The new automated booking technology - claimed to be the first of its kind in Australia - will produce considerable fare reductions, "with savings of up to hundreds of dollars," according to Webjet Managing Director David Clarke.
Customers will be hit with a small fulfilment fee on each transaction, but are being promised price cuts of up to AU$20 on domestic flights, AU$200 on European flights, and AU$100-300 on flights to Asia.
The technology gives customers the option of booking their flights though the online airline inventory system, providing access to 'factory prices' which travel agents buy at.
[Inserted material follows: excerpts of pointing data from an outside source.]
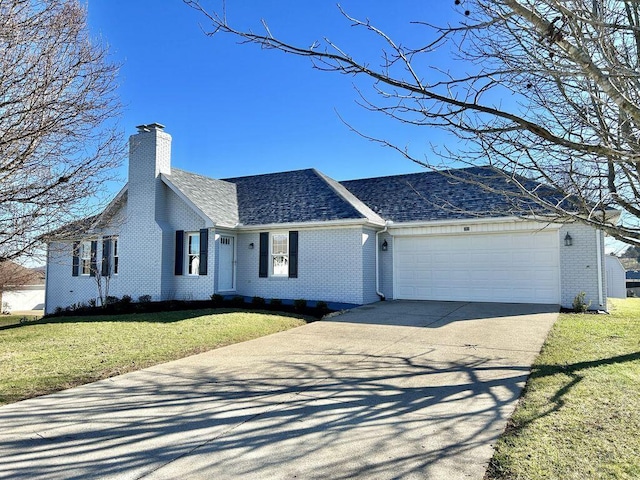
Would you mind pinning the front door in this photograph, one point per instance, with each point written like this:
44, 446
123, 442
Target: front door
225, 272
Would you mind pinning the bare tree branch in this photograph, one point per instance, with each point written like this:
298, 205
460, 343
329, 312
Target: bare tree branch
58, 141
550, 94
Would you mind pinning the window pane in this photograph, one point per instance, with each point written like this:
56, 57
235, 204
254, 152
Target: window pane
280, 265
194, 243
280, 244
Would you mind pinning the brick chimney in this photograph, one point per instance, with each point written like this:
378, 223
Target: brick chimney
146, 236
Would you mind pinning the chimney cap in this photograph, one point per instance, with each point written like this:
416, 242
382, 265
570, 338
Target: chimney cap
149, 127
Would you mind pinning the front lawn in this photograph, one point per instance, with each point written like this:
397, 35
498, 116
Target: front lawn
58, 353
6, 320
579, 416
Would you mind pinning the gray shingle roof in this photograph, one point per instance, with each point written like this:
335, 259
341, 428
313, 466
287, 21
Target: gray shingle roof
429, 196
293, 197
216, 198
309, 196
Customers will have the other option of using an online chat session with a travel consultant in real time.
Webjet will use the automated booking technology to slimline the booking process and cut out the middleman, promising to remove warehousing, packing and mailing costs from the transaction loop.
"The technology will make travel costs fully transparent for the first time in Australia, revealing to customers the real net cost of the fare from the airline and the surcharge they are paying. This puts real pressure on mainstream agents."
Clarke believes the technology will deliver the "long-awaited boom in e-travel, which he claims will "trigger" a market shakeout.
"These sorts of approaches have had a profound impact on the US travel market where similar technology has already been introduced."